TAMPA, Fla. (WFLA) — Nationally, there were at least 522 road rage shootings in 2021, according to analysis of road rage incidents by Everytown for Gun Safety. A study compiling data and analyzing road rage shootings alongside state laws for permitless carry rights. From its data, the study said 131 of the 2021 road rage shootings were fatal.
Jerry, a car insurance savings app which performed the data analysis, found that Florida’s road rage shootings gave it the second highest frequency of fatal road rage shootings in the United States. Texas was the state with the highest number of fatal road rage shootings. From 2017 to 2021, Florida has had a reported 32 fatal road rage shootings.
Texas had a reported 87 fatal shootings in the same five-year period. California had 31.

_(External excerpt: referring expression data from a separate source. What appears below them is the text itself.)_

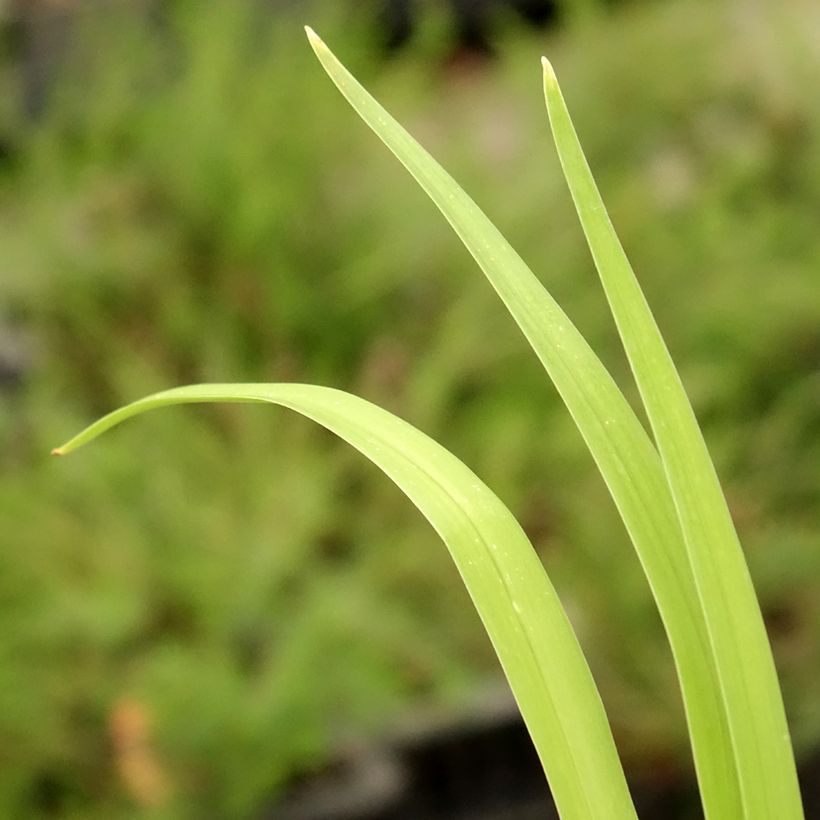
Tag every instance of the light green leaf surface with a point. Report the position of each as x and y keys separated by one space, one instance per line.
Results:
x=748 y=679
x=515 y=599
x=620 y=446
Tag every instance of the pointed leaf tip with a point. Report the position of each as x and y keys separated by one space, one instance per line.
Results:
x=315 y=39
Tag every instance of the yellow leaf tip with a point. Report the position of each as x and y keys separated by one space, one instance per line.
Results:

Between the three states, the most populous in the country, only Texas has permitless carry laws on the books. The Jerry study makes that distinction, but says the high population “likely explains their rankings” for fatal road rage shootings.
In a year dominated by active shooting incidents, and an increasingly polarized split on gun rights, Florida’s leaders and lawmakers have signaled they want to legislatively add permitless carry rights in the state. Gov. Ron DeSantis promised to do so while speaking in Williston at the end of April.
“I can tell you, the legislature will get it done. I can’t tell you if it’s going to be next week, six months, but I can tell you before I am done as governor, we will have a signature on that bill,” DeSantis said at the time.
The Jerry study said the cause of increasing gun violence in road rage incidents wasn’t owed any specific cause.
“No single factor — gun-related or otherwise — has been definitively established as the cause of the recent increase in road rage and resulting shootings. A number of trends could help explain it,” the study said. “Stress levels have soared since the start of the COVID-19 pandemic, as have (possibly related) incidents of aggressive driving and traffic fatalities. Gun sales have also soared to record levels. And, of course, tens of millions of people have been allowed for the first time to carry loaded handguns in their cars.”
An analysis from Duke University and Stanford University professors found that violent crimes have increased in states with permitless carry laws, following their implementation. The legislation, also called right-to-carry laws, were shown to have increased violent crime over the last five years.
The study said comprehensive data used in their analysis and gathered from 1979 to 2014 showed violent crime had increased by as much as 9% after the passage of RTC laws. In addition to violent crimes, a 2017 study cited by the professors estimated that “RTC adoption would lead to an additional 100,000 guns stolen from permit holders each year.” However, the study also said that “there can be crime-reducing benefits from gun carrying by private citizens if crimes are thwarted or deterred” and offenders captured or injured by “defensive gun use.”
Still, the study said current data suggests that the benefits of private gun ownership are “substantially offset by the crime-enhancing impacts of increased gun carrying.”
The Jerry study on road rage shooting incidents said that the 35 states in the U.S., “more than two-thirds of all states,” do not require special permits or formal training to allow residents to have loaded handguns in their vehicles. In the interim, more states have started to pass permitless carry laws. The Jerry study said most of the states, 25 have permitless carry laws in place, have passed those efforts in the past five years.
From 2018 to 2021, road rage shootings reportedly doubled. There were 293 road rage shootings in 2018, 409 in 2020, and 522 in 2021. Of the 1,224 road rage shootings in the previous three years, 301 were fatal, according to the Jerry data. Their statistics were pulled from Everytown for Gun Safety and the Gun Violence Archive, tow non-profit organizations that advocate for stricter gun regulations.
The research from the Stanford and Duke professors foudn that RTCs increased violent firearm crimes in almost 50 major cities used in the study, and that gun thefts had risen along with them, “particularly from vehicles.”
At the same time, the study said the clearance rates for violent crimes decreased as police efficacy fell.
“We analyze a sample of 47 major US cities to illuminate the mechanisms that lead Right-to-Carry concealed handgun laws to increase crime. The altered behavior of permit holders, career criminals, and the police combine to generate 29% and 32% increases in firearm violent crime and firearm robbery respectively,” the Duke and Stanford study said. “The increasing firearm violence is facilitated by a massive 35% increase in gun theft, with further crime stimulus flowing from diminished police effectiveness, as reflected in a 13% decline in violent crime clearance rates.”
The study said police effectiveness decreased because “officers became less able or willing to engage in crime-suppressing activity after RTC adoption.” After a rash of shootings in 2022, and varying degrees of police response such as the case in Uvalde, Texas, federal lawmakers passed legislation aimed at reducing gun violence in the U.S.
Meanwhile, the stress level of Americans has continued to rise amid the COVID-19 pandemic, economic pressures such as inflation, and the ongoing war in Ukraine. The American Psychological Association said the increased stress is adding to mental health risks in the country. Mental health has often been cited as a cause of gun violence when it comes to mass shootings.
Still, as more states weigh varying versions of gun legislation and Americans continue to buy higher levels of guns, the effect on shooting frequency is uncertain.